= Stephen Arlen =

English theatre manager and operatic administrator

Arlen, circa 1968

Stephen Arlen (31 October 1913 – 19 January 1972) was an English theatre manager and operatic administrator. Originally an actor, he took up backstage work as a stage manager, and in the years after the Second World War was in charge of stage management at the Old Vic.

He was persuaded to join Sadler's Wells Opera as an administrator, and was the moving force behind the company's change of base from Sadler's Wells Theatre to the London Coliseum in 1968. He was seconded by Sadler's Wells to be adviser to the Théâtre Royal de la Monnaie in Brussels, and administrative director of the National Theatre in its early days.

==Life and career==
Arlen was born Stephen Walter Badham, in Birmingham, the son of a comedian, Walter Cyril Badham, and his wife Annie Sophie née Earnshaw. At the age of 16 he started his stage career as an actor. He then switched to stage management, working backstage on such productions as George Robey's last West End show, a revival of The Bing Boys Are Here in 1934. In 1938, Arlen was stage manager for Bronson Albery's repertory company at the Phoenix Theatre, directed by Michel Saint-Denis, with stars including Peggy Ashcroft and Michael Redgrave in a wide range of plays from Ibsen to Shakespeare and Lorca.

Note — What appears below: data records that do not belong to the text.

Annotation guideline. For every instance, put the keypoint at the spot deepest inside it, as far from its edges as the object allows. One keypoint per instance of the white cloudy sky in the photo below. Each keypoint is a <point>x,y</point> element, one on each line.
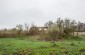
<point>14,12</point>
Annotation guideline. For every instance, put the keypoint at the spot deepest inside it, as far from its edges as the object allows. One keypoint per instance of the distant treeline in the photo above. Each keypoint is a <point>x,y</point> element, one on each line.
<point>51,30</point>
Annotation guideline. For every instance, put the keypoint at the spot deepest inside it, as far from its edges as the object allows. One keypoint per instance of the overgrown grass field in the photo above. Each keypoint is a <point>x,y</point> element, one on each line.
<point>26,46</point>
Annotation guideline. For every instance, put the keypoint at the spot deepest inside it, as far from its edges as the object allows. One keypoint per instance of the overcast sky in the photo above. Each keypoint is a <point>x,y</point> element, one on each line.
<point>14,12</point>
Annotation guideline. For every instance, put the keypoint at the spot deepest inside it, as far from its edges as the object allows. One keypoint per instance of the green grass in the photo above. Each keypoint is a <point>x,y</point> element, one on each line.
<point>17,46</point>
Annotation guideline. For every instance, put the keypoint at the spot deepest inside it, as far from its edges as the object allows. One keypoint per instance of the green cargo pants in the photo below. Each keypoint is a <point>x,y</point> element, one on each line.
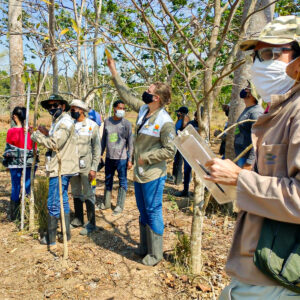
<point>237,290</point>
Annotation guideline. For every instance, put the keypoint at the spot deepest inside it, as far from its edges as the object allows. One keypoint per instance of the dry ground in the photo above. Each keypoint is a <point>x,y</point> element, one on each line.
<point>103,265</point>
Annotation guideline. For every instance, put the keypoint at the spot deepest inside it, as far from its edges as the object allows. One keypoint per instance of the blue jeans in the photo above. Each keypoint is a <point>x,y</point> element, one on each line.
<point>16,174</point>
<point>241,162</point>
<point>53,203</point>
<point>149,202</point>
<point>111,165</point>
<point>187,176</point>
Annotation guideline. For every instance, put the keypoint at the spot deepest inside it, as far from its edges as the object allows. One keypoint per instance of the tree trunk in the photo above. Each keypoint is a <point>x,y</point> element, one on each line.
<point>197,227</point>
<point>16,60</point>
<point>241,75</point>
<point>53,47</point>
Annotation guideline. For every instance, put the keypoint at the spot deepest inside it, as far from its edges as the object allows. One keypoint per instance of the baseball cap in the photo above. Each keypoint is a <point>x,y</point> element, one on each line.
<point>183,110</point>
<point>280,31</point>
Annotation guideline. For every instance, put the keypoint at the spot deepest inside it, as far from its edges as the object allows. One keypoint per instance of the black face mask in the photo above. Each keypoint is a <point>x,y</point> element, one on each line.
<point>147,98</point>
<point>75,115</point>
<point>55,112</point>
<point>243,94</point>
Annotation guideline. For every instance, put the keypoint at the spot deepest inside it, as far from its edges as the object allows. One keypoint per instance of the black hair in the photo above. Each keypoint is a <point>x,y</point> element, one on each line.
<point>116,103</point>
<point>295,46</point>
<point>20,112</point>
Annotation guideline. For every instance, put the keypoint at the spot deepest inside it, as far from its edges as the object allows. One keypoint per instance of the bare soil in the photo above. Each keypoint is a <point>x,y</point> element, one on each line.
<point>103,265</point>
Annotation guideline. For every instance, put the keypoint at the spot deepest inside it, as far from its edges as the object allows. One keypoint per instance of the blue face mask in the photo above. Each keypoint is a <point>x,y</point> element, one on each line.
<point>55,112</point>
<point>243,94</point>
<point>147,98</point>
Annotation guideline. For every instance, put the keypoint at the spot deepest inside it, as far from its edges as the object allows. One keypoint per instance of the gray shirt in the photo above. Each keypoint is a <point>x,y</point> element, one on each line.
<point>117,139</point>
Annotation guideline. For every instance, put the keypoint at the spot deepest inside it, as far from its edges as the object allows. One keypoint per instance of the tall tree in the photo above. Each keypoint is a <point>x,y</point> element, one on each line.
<point>16,60</point>
<point>256,22</point>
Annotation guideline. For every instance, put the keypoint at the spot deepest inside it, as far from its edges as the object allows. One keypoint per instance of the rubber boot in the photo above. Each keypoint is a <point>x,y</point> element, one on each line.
<point>14,210</point>
<point>142,249</point>
<point>155,248</point>
<point>78,218</point>
<point>121,201</point>
<point>68,230</point>
<point>50,238</point>
<point>91,224</point>
<point>107,200</point>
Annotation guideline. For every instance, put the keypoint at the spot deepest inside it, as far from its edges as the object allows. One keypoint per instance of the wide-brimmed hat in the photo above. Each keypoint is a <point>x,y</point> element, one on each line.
<point>55,97</point>
<point>183,110</point>
<point>80,104</point>
<point>281,31</point>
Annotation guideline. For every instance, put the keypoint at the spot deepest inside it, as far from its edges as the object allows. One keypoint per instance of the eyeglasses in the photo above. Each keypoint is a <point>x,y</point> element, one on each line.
<point>266,54</point>
<point>53,105</point>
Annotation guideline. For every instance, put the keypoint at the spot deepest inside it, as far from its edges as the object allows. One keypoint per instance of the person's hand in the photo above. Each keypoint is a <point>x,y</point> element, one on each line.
<point>141,162</point>
<point>247,167</point>
<point>222,171</point>
<point>112,66</point>
<point>92,175</point>
<point>43,130</point>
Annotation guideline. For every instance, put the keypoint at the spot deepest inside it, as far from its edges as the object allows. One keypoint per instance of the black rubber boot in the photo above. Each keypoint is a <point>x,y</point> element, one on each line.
<point>91,224</point>
<point>155,248</point>
<point>121,201</point>
<point>14,210</point>
<point>68,230</point>
<point>142,249</point>
<point>78,218</point>
<point>50,238</point>
<point>107,200</point>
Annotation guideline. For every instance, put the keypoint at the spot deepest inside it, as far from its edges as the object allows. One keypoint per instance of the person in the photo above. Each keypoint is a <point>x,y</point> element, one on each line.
<point>270,191</point>
<point>181,123</point>
<point>153,146</point>
<point>117,140</point>
<point>14,159</point>
<point>187,170</point>
<point>94,116</point>
<point>242,137</point>
<point>59,140</point>
<point>89,148</point>
<point>225,108</point>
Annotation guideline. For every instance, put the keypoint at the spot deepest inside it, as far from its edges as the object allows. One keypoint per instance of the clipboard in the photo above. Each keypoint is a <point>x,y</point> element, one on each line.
<point>196,152</point>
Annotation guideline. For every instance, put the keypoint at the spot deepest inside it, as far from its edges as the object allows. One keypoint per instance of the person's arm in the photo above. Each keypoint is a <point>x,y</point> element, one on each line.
<point>167,150</point>
<point>57,140</point>
<point>123,90</point>
<point>129,146</point>
<point>271,197</point>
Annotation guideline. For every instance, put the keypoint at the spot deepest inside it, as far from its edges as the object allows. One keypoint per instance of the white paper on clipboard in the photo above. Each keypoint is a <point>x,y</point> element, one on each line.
<point>196,152</point>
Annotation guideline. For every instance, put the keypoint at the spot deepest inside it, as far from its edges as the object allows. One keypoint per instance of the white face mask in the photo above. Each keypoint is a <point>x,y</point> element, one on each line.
<point>120,114</point>
<point>270,78</point>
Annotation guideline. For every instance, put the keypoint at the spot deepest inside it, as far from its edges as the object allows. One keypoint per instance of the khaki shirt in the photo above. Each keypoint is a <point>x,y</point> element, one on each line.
<point>274,191</point>
<point>88,142</point>
<point>154,141</point>
<point>62,138</point>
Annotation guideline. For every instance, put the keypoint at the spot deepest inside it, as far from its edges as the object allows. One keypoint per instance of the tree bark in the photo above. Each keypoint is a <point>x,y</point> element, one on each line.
<point>241,75</point>
<point>53,47</point>
<point>16,60</point>
<point>197,227</point>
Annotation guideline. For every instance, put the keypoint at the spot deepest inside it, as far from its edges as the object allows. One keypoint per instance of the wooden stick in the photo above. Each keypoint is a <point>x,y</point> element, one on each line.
<point>233,125</point>
<point>62,212</point>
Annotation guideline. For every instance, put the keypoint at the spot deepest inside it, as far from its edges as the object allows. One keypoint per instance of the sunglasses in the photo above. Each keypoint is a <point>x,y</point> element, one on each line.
<point>53,105</point>
<point>266,54</point>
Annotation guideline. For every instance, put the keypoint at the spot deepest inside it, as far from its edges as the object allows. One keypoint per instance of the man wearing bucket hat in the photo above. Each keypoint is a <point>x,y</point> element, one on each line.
<point>88,143</point>
<point>59,139</point>
<point>264,258</point>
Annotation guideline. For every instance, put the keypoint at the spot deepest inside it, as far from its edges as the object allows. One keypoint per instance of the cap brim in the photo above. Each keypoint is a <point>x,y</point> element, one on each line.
<point>251,44</point>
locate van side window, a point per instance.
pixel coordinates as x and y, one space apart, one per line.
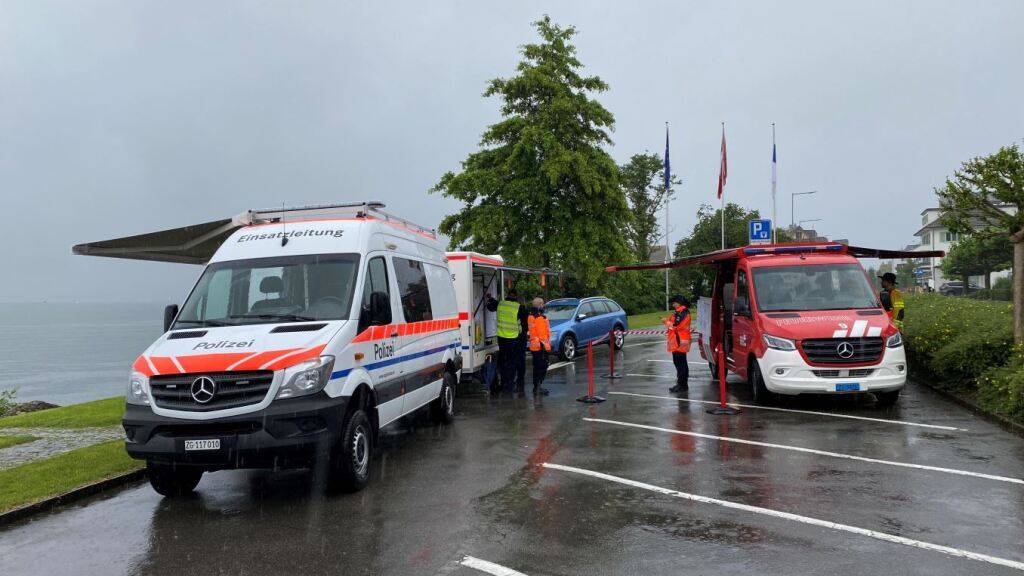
376 282
742 302
442 302
413 290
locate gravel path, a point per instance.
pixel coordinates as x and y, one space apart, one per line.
52 442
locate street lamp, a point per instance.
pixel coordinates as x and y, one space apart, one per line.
793 198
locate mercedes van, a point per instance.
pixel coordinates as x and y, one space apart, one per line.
308 330
795 319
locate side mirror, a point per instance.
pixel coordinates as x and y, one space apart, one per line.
169 314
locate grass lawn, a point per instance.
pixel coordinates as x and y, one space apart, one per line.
649 320
8 441
51 477
91 414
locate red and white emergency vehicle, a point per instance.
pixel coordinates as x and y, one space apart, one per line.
800 319
308 330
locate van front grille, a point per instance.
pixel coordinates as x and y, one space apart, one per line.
843 351
230 389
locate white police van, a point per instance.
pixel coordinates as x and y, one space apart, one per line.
309 329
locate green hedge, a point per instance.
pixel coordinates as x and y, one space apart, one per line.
967 346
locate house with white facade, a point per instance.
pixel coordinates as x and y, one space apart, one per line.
934 235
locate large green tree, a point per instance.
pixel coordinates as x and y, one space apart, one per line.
986 198
707 237
542 191
642 179
978 255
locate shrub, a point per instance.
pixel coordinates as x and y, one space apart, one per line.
7 401
1001 389
956 339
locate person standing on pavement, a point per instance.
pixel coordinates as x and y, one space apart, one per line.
511 335
540 344
892 299
679 341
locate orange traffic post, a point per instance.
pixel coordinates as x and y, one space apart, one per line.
591 398
723 408
611 357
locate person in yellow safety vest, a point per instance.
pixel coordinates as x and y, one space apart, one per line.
511 339
892 299
679 341
540 344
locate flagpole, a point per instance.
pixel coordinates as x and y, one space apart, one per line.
774 238
668 178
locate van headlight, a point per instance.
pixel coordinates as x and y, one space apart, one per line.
778 343
895 341
306 377
138 386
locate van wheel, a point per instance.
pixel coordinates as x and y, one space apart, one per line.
350 465
172 480
761 393
620 338
567 350
442 409
886 399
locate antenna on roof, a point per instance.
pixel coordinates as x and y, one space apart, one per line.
284 237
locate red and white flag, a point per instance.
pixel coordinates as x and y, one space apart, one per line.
723 171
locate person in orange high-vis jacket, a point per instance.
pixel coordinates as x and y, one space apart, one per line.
540 344
679 341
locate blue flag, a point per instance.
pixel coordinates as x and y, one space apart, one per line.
668 165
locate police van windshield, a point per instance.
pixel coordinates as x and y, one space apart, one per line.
813 287
269 290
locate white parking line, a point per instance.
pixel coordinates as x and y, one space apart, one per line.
705 364
796 518
832 414
488 567
813 451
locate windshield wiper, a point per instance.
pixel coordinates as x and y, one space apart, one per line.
213 323
285 317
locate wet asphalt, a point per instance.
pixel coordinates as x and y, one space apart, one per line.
478 488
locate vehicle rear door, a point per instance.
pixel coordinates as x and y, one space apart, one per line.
742 324
589 327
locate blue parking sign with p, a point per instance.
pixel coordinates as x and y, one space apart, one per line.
760 231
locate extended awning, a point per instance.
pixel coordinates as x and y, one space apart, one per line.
796 248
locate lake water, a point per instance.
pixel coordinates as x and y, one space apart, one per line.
71 353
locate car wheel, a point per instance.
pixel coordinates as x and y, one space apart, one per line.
620 338
350 466
567 350
172 480
442 409
761 393
886 399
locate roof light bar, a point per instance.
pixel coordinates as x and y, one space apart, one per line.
794 249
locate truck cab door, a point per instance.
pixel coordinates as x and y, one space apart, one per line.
743 330
378 316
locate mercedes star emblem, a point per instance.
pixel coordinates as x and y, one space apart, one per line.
204 387
844 350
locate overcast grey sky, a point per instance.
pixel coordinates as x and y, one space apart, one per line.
118 118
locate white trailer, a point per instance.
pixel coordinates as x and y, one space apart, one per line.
475 277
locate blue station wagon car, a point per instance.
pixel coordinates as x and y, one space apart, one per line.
574 322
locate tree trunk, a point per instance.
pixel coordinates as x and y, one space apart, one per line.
1018 279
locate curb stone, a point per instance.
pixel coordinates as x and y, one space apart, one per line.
71 496
1001 421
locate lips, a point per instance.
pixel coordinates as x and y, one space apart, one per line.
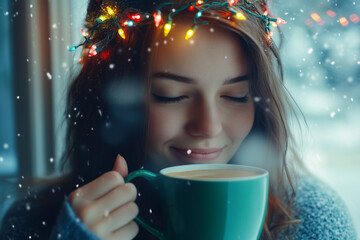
198 154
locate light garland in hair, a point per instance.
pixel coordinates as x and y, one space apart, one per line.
116 21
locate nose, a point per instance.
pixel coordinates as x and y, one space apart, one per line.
205 120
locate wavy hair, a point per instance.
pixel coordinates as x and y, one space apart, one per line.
101 121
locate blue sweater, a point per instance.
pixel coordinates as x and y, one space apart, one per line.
322 213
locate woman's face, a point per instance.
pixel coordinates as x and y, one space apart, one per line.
200 107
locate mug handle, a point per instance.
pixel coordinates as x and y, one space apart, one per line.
150 176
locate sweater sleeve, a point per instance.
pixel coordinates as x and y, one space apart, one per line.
322 212
69 226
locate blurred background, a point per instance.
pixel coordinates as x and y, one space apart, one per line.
321 56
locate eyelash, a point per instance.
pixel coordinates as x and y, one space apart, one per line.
178 99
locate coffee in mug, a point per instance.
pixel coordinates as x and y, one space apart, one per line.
212 174
209 201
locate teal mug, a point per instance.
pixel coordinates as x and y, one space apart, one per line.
209 201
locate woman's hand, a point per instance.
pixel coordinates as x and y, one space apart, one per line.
106 205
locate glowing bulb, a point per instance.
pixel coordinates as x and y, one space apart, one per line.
129 23
110 11
136 17
280 21
121 33
167 28
92 51
189 34
83 32
240 16
232 2
157 18
102 18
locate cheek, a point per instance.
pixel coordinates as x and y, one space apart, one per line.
163 125
240 124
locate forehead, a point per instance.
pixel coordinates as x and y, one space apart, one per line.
212 52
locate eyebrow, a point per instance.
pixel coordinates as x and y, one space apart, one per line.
183 79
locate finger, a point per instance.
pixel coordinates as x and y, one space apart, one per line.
129 231
116 219
100 186
111 201
120 166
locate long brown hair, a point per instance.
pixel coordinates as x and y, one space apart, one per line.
101 123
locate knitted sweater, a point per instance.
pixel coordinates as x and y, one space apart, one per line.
322 213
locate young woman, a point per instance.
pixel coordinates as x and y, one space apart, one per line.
216 96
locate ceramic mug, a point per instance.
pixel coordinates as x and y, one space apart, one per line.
212 208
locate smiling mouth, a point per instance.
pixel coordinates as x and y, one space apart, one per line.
207 154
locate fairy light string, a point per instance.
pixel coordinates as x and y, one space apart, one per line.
116 21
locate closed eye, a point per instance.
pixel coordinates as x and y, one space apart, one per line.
240 100
167 99
178 99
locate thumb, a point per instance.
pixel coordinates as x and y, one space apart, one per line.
120 166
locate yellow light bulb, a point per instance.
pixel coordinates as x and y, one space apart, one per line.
121 33
240 16
167 29
189 34
110 11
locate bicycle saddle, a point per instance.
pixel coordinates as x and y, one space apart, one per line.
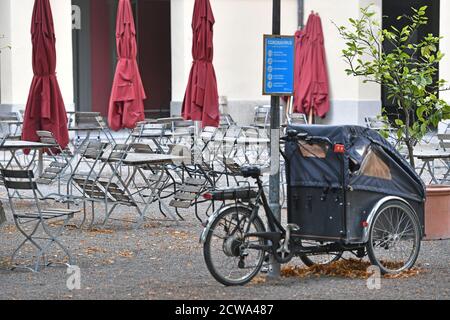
251 171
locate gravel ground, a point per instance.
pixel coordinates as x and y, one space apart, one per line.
162 260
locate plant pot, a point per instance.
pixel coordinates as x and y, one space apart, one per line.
437 212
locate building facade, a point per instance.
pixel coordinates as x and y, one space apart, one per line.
86 52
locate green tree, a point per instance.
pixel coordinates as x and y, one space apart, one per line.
408 72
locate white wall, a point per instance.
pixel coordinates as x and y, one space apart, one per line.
20 59
351 100
238 51
5 30
444 30
239 29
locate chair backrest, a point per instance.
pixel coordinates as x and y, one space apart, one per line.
226 120
18 179
233 132
141 148
262 116
47 137
87 119
444 140
119 151
297 118
8 121
94 149
9 116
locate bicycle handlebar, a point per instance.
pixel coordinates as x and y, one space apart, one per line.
293 135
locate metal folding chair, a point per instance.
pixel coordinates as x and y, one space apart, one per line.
60 165
29 220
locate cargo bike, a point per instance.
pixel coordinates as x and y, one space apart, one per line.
348 190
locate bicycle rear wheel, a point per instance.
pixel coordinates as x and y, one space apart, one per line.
227 254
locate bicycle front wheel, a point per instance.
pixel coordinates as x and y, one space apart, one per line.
230 257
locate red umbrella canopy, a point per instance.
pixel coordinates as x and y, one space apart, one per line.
45 107
126 105
201 100
311 76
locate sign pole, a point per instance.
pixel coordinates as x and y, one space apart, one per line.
274 182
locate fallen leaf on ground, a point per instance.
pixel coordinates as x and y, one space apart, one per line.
101 231
258 280
351 268
126 254
92 250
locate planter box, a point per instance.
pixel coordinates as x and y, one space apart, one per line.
437 212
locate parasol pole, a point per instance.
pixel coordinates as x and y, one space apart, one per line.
197 152
274 180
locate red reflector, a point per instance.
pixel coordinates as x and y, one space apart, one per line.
207 196
339 148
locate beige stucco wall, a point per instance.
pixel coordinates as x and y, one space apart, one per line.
444 30
17 83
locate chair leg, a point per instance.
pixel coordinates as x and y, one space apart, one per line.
53 238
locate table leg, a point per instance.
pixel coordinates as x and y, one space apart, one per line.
40 161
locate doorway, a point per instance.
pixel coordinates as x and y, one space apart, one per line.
154 54
94 52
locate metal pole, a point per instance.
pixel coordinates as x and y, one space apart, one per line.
300 13
274 181
0 76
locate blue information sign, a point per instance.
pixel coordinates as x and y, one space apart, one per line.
278 65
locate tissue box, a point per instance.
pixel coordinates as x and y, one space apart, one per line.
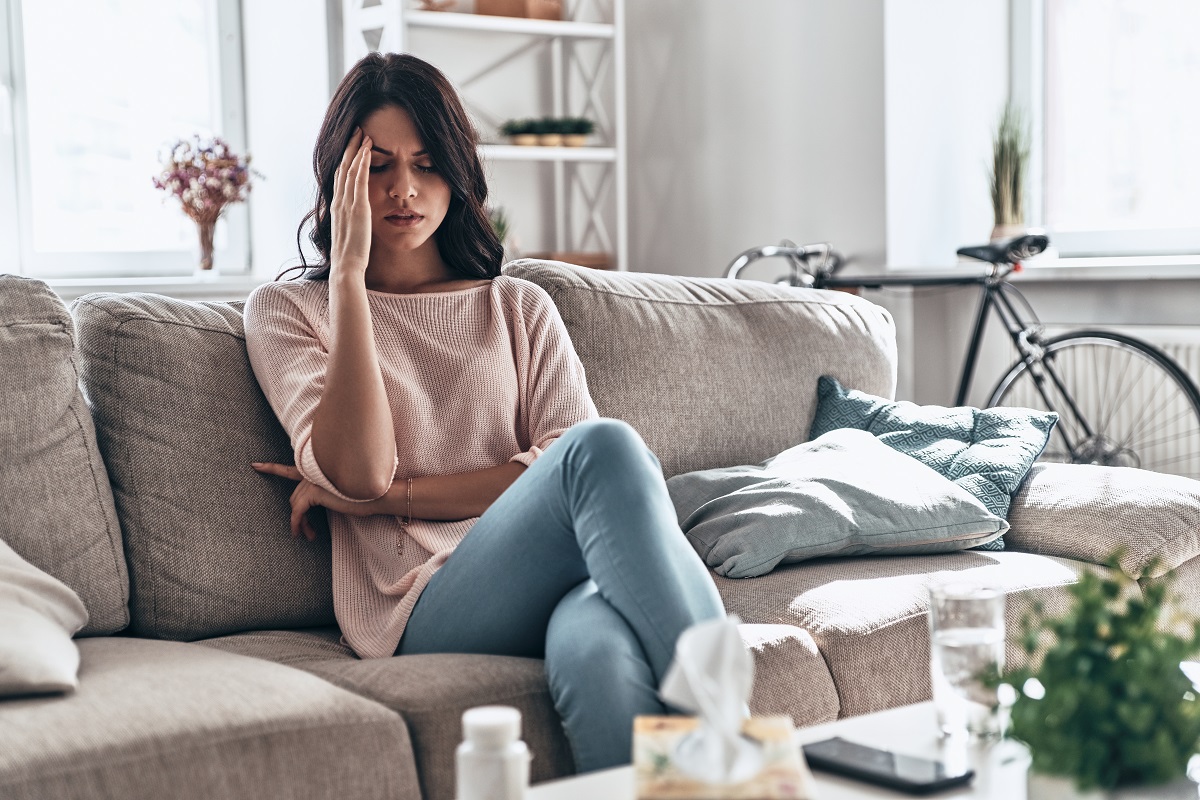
784 776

During the Second World War, Arlen worked with ENSA in France, before joining the army. He rose from the ranks in The Buffs to a commission in the North Staffordshire Regiment. Towards the end of the war he was appointed production manager for Stars in Battledress. After the war, Arlen worked at the Old Vic, as stage manager for directors including Saint-Denis, Glen Byam Shaw and George Devine, and for Prince Littler at the London Coliseum. Norman Tucker, who was then running Sadler's Wells Opera persuaded Arlen to join him there. Their talents and characters complemented one another: the music critic Elizabeth Forbes recalled, "Tucker, a shy, reserved musician and scholar with a genius for administration", Arlen "his exact antithesis and complement … practical man of the theatre with just that tough epidermis that [Tucker] lacked."

In 1958, along with Tucker and the musical director, Alexander Gibson, Arlen resigned when the Sadler's Wells trustees proposed a merger with the Carl Rosa Opera Company that would have resulted in Sadler's Wells Opera abandoning its London home for most of the year. The proposal was withdrawn, and the three men agreed to withdraw their resignations.

Arlen was twice seconded from Sadler's Wells to help other theatres. In 1959, at the request of the Belgian government, he advised Maurice Huisman on the reorganisation of the principal Belgian opera house, the Théâtre Royal de la Monnaie in Brussels. In 1962, he was administrative director of the National Theatre in its early days.

In 1966, Tucker's health gave way and he was forced to retire. Arlen succeeded him as managing director of Sadler's Wells. He became, in the words of The Times, "the moving spirit in the transfer of the company from Sadler's Wells Theatre to the London Coliseum". He said that his principal aim was to give the company a home "where the members can stretch themselves, where it will be possible to develop on all fronts – singing, production and design."

Among the celebrated productions of the Arlen era were Wagner's The Mastersingers and Ring cycle conducted by Reginald Goodall, whom Arlen rescued from an obscure coaching post at Covent Garden to become, in the words of The Musical Times, "undoubtedly today's greatest Wagner conductor". The Times singled out "such exciting, if controversial, productions as The Damnation of Faust, Carmen and Tales of Hoffmann."

Arlen was twice married, first to Narice Ingram and secondly to the soprano Iris Kells, with whom he had a daughter. He was appointed CBE in 1968.

After a short illness, Arlen died of cancer at the age of 58.